Bulan demi bulan sudah aku lewati, aku mungkin terlalu lelah untuk mencari kehidupan lagi atau bahkan mungkin rasa cinta ini sudah terlalu dalam sehingga aku merasa takut untuk kehilangan dia. Dan dengan dasar itu pula aku mulai membentuk suatu pertahanan yang memang ingin aku rubah pada diriku sendiri bahwa kini aku mempunyai cinta sejati dan calon pendamping hidupku kelak walaupun dikembalikan pada faktor ada jodoh atau tidak, aku tetap berusaha meyakininya dengan segala usaha pemenuhan keinginannya, aku sering banyak mengalah dan terkadang juga karena kekalahanku aku mendapatkan sebuah bentuk hinaan yang terkadang membuatku merasa sangat rendah dihadapannya. 

Aku tak tahu apa yang terjadi pada diriku, aku sudah mulai berubah, aku seolah menjadi manusia yang tidak hidup pada alamnya, aku mulai dipenuhi dengan pikiran dan mulai kembali lagi pada kesedihan-kesedihan yang pernah kualami dulu dan kesendirian yang terus menerus menghantui diriku, aku tak pernah punya waktu bagi diriku sendiri, bahkan surga-surga kecil yang kubangun pun berangsur hilang dan menjauh, kini yang tersisa hanya teman-teman sejatiku yaitu kesendirian dan keheningan, batang demi batang rokok, tegukan air yang terkadang menyesakan isi kerongkonganku ataupun hembusan nafas panjang yang mengiringiku menuju ketenangan. 

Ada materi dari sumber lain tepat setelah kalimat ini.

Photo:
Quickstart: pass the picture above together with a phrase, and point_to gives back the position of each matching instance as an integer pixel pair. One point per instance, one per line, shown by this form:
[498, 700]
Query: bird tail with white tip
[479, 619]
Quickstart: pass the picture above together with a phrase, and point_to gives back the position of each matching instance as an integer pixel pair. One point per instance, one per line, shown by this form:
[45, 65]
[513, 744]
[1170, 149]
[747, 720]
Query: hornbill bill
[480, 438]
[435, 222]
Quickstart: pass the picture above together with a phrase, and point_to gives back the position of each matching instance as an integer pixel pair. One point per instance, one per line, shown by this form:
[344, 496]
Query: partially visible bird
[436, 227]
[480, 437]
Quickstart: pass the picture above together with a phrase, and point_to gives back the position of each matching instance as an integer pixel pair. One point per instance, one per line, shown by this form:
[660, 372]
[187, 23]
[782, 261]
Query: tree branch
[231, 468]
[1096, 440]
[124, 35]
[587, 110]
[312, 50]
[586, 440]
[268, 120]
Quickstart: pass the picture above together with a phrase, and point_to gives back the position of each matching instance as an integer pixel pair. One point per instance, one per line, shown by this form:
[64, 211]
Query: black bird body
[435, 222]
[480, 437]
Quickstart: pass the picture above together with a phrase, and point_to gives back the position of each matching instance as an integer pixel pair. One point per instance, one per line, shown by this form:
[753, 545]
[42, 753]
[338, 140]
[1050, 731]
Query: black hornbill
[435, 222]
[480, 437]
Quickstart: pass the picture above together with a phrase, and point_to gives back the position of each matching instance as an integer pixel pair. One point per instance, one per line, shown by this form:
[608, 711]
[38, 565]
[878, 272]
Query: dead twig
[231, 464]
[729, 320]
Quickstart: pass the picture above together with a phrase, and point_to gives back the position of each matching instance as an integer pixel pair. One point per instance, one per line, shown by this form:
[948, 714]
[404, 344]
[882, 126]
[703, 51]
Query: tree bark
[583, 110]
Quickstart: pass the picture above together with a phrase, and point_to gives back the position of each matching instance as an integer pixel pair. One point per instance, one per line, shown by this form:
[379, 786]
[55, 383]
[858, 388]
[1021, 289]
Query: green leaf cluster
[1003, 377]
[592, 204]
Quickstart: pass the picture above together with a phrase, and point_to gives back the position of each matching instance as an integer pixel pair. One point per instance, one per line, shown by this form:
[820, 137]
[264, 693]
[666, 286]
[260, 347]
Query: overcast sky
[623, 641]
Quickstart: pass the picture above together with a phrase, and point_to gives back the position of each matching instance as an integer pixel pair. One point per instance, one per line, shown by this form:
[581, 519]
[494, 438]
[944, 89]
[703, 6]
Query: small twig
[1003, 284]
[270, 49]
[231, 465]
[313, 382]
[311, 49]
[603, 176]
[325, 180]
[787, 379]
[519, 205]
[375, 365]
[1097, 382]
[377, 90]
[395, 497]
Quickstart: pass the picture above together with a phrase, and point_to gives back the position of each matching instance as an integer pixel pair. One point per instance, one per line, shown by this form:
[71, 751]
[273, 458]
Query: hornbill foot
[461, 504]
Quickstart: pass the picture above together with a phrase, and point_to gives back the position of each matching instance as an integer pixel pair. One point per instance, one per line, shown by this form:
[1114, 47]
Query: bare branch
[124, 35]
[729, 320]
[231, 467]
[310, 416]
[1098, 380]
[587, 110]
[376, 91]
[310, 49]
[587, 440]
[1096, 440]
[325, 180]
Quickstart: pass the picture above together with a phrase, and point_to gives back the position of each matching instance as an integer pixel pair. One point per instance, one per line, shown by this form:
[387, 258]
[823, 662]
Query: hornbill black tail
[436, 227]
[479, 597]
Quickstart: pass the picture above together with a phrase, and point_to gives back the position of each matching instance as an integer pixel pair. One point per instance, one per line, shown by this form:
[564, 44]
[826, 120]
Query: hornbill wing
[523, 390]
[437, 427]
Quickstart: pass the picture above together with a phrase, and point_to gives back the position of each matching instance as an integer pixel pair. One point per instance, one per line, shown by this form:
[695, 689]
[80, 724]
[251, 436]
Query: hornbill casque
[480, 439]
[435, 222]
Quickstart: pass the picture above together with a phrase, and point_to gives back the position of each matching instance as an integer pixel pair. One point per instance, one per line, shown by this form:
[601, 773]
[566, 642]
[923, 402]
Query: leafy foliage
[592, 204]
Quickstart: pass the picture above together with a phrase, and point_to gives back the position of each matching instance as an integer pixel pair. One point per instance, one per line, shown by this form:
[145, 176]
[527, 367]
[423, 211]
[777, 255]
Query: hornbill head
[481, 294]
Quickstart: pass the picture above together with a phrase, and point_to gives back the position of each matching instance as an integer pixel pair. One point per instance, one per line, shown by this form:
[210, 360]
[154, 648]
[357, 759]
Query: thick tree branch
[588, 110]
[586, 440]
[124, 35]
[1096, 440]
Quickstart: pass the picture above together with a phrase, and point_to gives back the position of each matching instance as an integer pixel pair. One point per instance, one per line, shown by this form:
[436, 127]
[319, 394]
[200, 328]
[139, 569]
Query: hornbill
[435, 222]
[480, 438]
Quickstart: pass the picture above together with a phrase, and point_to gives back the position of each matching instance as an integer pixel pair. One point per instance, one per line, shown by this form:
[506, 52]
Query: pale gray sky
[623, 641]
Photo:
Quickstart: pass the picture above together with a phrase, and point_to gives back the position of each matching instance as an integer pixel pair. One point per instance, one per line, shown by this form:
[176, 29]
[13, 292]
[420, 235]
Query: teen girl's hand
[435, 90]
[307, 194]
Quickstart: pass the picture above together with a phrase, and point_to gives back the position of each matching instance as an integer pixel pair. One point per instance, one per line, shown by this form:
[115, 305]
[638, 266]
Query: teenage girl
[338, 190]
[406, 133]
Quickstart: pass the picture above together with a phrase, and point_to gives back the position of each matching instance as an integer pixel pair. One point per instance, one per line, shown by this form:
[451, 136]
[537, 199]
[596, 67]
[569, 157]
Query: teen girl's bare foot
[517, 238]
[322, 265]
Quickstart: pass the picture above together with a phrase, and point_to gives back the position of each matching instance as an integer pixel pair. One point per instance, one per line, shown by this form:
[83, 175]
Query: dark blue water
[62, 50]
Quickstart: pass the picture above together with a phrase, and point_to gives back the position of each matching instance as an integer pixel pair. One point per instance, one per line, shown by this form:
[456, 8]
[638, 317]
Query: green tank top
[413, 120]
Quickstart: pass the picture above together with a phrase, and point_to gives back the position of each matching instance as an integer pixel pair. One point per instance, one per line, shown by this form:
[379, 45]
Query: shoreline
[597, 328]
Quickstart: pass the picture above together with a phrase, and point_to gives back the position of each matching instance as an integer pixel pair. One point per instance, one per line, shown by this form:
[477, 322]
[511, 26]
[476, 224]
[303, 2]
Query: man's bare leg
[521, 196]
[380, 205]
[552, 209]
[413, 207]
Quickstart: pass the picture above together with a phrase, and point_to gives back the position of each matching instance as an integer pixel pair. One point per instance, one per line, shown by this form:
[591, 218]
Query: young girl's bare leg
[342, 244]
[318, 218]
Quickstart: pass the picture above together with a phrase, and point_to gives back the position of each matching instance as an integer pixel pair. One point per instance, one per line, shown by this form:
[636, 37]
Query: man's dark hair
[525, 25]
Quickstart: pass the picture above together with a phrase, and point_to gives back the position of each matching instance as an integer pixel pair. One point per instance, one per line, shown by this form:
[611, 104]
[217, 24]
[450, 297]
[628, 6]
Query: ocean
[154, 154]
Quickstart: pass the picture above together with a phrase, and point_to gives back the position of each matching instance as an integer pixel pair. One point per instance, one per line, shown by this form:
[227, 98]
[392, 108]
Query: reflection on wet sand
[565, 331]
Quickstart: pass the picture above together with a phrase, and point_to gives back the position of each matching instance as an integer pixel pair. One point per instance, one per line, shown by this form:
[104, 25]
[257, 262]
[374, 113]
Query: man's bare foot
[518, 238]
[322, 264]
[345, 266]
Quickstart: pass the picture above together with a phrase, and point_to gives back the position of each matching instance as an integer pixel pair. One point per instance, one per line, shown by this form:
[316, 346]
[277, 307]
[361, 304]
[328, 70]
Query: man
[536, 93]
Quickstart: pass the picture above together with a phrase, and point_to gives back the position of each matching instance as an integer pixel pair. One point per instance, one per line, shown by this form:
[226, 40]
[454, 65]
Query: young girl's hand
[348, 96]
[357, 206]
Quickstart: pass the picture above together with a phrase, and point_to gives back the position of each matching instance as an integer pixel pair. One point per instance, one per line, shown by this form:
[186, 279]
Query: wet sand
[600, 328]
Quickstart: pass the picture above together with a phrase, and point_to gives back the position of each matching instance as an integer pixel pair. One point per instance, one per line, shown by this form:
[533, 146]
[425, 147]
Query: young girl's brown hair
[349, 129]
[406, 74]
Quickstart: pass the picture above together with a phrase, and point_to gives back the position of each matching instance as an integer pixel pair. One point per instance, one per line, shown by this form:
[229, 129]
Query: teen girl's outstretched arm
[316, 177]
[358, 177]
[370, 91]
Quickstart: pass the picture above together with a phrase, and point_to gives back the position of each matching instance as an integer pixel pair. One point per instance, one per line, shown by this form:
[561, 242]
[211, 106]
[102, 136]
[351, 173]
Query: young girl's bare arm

Namun dari semua itu aku telah menjadi satu bagian dari keluargamu dan telah menjadi satu mata rantai yang tak bisa kulepas begitu saja sehingga aku harus bertahan degan segala prinsip yang kupegang, dan aku memang masih mencintaimu. Walaupun segala perih dan luka ini makun membekas semua bisa kutepiskan dengan semua keyakinan yang telah kutanamkan pada awal kita bertemu dan menjalin semua untaian perjalanan hidupku denganmu. 

Ini bukan sebuah kemarahan ataupun sesuatu yang meminta belas kasihan dan meminta seseorang untuk memungutnya, ini hanya sebuah gambar hidup tentang kekebalan dimana orang tidak memilih untuk tidak menjadi apa-apa. Dengan ini semua aku membangun sebuah benteng kokoh supaya aku sendiri tidak bisa terbang ke dunia lain karena aku tahu aku hanyalah seorang aku dan sedang dalam perjalanan mencari sosok yang benar-benar mengerti kesedihanku bukan belas kasihan atau peduli dengan masa laluku, sosok yang benar-benar mengerti bahwa semua ini adalah kebahagiaan yang sesaat, sebuah kepercayaan yang tidak ada habisnya dan saling menerima. 

Kamu boleh menertawakan aku ketika aku akan berkata bahwa sifat dasar manusia tak lebih dari hanya sebuah kesedihan, tapi itulah kenyataannya bahwa kau harus menerimaku karena aku akan berbuat yang sama pula dengan apa yang hendak kamu lakukan, itulah “cinta”, percaya atau tidak. 

Tapi apapun yang terjadi aku telah masuk kedalam dunia ini dan aku sedikitpun takkan menyia-nyiakan sedikit waktuku untuk hal-hal yang malah menggangguku, aku akan diam untukmu dan aku akan mendengarkanmu. 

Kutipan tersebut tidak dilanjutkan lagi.